Но – тише! – вот я слышу лай собак, презреннейших из тварей, выдающих свою глупость за преданность, этих трусливых и озлобленных отродий, нападающих исключительно сворами, но не ради праздника охоты, а лишь во славу кормящей и бичующей их руки; опять издалека доносятся шаги и гадкие, порочные запахи существ, именующих себя людьми.

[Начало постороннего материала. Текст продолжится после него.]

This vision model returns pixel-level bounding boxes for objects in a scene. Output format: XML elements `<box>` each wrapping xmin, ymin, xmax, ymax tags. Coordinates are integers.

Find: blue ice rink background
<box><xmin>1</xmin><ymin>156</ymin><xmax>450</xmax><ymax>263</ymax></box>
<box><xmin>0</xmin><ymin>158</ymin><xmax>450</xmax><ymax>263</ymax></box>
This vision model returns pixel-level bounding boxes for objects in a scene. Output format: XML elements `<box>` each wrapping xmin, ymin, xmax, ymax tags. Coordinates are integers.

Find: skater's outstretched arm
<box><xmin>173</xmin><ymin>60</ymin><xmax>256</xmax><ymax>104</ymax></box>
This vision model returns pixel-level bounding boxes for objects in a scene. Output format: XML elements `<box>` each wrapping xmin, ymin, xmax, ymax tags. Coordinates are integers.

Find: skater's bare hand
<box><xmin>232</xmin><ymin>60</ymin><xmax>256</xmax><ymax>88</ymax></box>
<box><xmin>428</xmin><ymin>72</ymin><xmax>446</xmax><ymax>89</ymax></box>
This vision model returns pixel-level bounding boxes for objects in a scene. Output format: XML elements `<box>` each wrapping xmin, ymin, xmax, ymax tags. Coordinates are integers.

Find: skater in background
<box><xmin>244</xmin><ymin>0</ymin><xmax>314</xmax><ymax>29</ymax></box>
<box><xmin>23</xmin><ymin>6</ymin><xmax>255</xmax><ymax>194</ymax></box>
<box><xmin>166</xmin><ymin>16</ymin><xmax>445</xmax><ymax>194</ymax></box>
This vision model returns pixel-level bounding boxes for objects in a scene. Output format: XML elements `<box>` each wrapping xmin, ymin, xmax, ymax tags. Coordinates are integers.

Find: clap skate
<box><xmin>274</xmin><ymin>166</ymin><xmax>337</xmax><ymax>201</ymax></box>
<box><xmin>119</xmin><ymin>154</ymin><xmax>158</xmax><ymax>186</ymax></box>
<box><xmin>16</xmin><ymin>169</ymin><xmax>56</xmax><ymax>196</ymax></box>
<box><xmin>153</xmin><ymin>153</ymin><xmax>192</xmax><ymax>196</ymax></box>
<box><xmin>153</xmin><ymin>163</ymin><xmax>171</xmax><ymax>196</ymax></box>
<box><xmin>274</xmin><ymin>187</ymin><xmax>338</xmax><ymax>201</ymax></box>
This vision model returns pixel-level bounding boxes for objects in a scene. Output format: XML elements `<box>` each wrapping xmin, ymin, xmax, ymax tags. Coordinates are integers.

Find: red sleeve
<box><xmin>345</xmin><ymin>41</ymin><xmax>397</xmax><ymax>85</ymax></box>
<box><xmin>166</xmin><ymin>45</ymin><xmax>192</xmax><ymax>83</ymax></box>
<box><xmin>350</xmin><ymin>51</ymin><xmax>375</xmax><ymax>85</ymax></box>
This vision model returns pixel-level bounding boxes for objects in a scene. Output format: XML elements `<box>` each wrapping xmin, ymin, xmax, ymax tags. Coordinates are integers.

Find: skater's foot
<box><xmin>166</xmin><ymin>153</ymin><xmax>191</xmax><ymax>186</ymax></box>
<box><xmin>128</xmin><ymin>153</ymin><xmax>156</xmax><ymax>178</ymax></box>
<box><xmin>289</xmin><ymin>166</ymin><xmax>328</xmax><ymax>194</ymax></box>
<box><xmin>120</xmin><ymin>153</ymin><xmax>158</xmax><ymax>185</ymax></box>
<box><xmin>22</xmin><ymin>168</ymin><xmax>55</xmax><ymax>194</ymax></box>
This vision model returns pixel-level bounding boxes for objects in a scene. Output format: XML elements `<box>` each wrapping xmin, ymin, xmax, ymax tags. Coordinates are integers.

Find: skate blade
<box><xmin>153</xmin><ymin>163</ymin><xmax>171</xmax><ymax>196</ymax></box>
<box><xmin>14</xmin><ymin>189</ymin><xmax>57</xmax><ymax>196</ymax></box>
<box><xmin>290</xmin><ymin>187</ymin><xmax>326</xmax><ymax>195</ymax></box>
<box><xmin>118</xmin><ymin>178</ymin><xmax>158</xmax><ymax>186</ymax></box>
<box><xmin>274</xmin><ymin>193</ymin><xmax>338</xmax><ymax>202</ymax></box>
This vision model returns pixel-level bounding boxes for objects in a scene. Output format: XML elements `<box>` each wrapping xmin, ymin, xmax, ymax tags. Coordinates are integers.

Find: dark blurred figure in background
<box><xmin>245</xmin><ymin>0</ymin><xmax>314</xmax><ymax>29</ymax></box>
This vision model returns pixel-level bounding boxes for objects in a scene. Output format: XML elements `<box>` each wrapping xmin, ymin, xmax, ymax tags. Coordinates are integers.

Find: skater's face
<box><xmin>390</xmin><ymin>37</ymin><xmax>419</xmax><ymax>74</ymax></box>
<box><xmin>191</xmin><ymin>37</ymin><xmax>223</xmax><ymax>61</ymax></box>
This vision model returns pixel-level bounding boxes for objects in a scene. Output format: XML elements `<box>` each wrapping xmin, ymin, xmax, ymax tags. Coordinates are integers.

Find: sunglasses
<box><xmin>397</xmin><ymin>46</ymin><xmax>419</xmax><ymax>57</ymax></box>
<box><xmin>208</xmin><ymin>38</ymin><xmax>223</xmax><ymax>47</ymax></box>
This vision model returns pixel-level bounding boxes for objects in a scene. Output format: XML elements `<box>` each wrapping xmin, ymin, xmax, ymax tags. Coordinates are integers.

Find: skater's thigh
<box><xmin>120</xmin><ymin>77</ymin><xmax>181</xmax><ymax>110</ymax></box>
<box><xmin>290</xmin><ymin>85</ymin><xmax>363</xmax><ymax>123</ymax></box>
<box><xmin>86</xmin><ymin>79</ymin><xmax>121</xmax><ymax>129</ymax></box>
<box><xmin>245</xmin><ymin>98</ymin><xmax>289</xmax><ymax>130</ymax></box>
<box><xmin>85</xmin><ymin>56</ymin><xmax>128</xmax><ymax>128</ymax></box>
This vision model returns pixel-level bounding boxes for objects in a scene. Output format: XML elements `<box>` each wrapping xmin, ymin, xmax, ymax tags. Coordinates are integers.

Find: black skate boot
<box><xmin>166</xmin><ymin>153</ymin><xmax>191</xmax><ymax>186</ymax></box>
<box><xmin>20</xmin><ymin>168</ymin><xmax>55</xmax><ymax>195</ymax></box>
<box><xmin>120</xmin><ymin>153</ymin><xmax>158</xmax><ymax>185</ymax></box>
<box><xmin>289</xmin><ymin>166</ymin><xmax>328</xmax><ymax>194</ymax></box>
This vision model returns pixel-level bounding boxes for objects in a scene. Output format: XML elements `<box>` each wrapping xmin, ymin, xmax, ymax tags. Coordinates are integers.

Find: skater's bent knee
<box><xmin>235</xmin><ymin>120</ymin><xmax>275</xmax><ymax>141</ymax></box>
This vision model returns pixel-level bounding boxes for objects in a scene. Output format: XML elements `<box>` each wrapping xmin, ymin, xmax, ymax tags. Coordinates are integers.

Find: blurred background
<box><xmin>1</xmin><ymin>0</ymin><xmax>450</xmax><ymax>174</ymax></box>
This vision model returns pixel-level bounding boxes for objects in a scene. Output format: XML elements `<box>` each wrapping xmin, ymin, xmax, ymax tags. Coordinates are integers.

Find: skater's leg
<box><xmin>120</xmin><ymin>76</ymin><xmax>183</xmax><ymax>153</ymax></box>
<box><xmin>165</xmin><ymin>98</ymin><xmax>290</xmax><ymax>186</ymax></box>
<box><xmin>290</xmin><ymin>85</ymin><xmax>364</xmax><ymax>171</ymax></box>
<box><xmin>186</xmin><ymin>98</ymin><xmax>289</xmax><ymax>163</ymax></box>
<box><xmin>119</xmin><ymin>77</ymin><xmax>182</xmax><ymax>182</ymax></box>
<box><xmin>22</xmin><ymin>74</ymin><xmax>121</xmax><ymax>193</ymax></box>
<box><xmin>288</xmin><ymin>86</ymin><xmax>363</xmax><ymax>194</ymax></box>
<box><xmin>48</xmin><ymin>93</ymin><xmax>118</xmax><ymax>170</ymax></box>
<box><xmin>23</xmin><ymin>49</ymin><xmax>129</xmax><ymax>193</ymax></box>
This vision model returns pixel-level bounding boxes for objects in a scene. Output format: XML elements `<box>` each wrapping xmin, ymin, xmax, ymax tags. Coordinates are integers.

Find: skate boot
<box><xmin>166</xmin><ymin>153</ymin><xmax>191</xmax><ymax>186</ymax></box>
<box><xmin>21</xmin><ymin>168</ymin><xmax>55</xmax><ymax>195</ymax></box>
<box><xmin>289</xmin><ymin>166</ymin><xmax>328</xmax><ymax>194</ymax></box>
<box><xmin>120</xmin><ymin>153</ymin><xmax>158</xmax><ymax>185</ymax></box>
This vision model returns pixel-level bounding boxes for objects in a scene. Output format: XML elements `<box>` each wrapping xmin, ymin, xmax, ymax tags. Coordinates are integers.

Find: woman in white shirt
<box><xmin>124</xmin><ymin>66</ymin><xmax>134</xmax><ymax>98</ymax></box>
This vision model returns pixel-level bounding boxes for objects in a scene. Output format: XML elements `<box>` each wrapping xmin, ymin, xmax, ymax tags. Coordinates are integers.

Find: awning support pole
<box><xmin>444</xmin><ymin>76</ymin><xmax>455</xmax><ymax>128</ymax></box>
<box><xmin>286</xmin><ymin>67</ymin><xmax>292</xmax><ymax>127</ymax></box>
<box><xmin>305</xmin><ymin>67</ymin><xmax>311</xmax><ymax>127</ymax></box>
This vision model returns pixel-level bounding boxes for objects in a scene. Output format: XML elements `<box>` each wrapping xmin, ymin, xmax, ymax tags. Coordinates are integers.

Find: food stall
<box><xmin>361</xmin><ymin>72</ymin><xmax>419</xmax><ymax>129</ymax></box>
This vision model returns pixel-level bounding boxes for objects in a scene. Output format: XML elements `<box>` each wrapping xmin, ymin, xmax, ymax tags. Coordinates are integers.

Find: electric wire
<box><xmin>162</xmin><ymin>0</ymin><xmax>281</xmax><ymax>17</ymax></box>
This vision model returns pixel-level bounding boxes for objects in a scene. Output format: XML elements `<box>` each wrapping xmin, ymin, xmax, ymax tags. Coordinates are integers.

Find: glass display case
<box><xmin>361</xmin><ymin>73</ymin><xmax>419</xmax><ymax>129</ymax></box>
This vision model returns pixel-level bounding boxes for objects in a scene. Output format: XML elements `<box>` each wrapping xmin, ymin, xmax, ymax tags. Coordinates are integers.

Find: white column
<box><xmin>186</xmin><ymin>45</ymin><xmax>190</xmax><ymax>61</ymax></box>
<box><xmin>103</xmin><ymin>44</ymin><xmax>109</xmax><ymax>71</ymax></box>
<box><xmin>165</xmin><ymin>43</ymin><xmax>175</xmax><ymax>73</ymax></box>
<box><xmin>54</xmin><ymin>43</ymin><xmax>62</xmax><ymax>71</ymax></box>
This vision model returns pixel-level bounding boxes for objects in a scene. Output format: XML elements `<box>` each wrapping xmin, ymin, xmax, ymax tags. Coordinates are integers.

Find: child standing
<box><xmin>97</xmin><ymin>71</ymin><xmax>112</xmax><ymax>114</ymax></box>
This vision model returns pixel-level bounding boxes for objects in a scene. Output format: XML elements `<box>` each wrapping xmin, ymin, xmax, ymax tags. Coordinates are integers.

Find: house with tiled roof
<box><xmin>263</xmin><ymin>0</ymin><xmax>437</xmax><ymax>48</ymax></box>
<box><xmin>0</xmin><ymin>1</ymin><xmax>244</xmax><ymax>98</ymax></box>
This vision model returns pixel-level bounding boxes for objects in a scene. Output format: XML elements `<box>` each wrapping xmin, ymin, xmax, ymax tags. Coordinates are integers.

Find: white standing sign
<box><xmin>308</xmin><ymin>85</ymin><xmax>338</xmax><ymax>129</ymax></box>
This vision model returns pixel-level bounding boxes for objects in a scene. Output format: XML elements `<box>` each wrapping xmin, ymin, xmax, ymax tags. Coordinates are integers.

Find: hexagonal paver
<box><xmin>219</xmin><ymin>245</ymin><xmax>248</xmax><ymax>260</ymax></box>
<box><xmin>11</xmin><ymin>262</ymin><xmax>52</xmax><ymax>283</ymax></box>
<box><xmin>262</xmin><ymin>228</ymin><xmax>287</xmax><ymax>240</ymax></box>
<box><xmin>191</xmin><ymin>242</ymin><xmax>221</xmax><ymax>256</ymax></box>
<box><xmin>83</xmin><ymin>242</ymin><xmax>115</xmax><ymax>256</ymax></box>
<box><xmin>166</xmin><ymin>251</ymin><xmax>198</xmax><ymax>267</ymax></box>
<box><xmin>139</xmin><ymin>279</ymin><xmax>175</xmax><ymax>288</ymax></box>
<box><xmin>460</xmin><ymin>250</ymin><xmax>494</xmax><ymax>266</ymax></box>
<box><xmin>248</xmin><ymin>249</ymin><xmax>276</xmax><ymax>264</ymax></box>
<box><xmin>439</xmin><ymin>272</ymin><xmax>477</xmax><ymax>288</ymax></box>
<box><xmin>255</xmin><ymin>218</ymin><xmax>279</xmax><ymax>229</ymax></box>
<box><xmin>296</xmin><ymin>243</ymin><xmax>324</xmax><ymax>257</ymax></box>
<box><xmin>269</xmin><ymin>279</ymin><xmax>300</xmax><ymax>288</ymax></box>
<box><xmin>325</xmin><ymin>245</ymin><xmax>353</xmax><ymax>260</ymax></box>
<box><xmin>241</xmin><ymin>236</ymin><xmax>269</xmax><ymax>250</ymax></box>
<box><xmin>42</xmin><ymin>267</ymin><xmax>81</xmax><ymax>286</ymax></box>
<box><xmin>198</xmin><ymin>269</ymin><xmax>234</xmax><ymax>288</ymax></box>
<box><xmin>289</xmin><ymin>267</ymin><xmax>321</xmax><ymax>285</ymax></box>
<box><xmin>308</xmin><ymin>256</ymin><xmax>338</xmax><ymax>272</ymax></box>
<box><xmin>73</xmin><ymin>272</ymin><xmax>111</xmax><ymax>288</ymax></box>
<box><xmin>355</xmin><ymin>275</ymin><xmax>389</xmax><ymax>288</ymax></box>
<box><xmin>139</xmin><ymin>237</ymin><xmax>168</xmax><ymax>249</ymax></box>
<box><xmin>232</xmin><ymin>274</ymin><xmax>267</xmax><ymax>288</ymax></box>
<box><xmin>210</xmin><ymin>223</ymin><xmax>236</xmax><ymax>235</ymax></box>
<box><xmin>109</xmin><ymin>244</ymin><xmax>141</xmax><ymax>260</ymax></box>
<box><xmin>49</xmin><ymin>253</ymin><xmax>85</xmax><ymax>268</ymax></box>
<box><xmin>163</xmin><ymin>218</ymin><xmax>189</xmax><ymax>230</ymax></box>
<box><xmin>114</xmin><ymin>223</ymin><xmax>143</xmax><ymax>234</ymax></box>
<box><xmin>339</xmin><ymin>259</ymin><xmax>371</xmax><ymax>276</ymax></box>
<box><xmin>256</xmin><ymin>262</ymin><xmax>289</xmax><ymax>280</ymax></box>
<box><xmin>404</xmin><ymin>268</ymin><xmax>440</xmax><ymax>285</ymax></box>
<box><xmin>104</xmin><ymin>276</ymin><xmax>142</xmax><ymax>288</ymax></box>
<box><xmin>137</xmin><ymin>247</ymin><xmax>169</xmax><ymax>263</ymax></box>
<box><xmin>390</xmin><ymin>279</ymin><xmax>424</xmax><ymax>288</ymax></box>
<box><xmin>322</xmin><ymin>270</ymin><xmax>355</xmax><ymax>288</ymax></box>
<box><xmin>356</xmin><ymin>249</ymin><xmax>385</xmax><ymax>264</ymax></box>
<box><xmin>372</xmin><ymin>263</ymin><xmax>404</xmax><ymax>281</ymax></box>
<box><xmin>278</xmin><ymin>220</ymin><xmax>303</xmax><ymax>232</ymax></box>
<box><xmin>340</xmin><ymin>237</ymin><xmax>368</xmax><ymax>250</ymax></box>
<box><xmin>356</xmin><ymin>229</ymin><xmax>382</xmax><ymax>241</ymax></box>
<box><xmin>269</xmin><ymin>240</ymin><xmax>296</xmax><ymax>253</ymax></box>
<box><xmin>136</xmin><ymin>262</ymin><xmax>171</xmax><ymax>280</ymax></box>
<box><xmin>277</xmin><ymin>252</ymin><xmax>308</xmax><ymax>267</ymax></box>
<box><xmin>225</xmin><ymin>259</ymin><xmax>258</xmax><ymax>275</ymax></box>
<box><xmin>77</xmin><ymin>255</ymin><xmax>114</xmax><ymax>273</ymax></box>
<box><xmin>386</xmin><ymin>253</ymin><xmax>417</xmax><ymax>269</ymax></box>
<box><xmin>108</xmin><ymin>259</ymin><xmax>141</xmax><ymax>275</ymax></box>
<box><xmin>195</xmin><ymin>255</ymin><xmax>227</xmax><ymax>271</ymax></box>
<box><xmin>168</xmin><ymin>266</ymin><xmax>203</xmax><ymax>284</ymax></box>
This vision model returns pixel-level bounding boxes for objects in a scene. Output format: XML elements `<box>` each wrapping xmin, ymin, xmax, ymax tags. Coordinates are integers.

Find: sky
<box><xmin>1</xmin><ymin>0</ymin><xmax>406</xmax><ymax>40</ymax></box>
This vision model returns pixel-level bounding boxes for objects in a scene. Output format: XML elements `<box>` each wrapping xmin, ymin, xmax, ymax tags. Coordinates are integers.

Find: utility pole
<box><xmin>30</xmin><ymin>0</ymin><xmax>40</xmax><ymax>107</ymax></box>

На этот раз, вне всяких сомнений, они явились все – и немощные старики, неспособные постоять за себя, но мнящие, что мизерные познания, собранные ими в нищенский узел за быстротечный век, имеют некое влияние, и безобразные орущие детёныши, слышавшие о смерти только в бестолковых сказках, чей конец написан не иначе как в угоду их скудоумному бесстрашию; они идут ко мне, объединившись, думая, что их число поможет одолеть меня; они несут скрещенные деревяшки с распятым мёртвым идолом, поют свои мерзостные песни, пугающие смятённый лес, режущие привыкший к музыке покоя слух; они вооружились железом и палками, что плюются гарью и вонючей огненной пылью; они разожгли пламя – бессменный символ подлецов и трусов.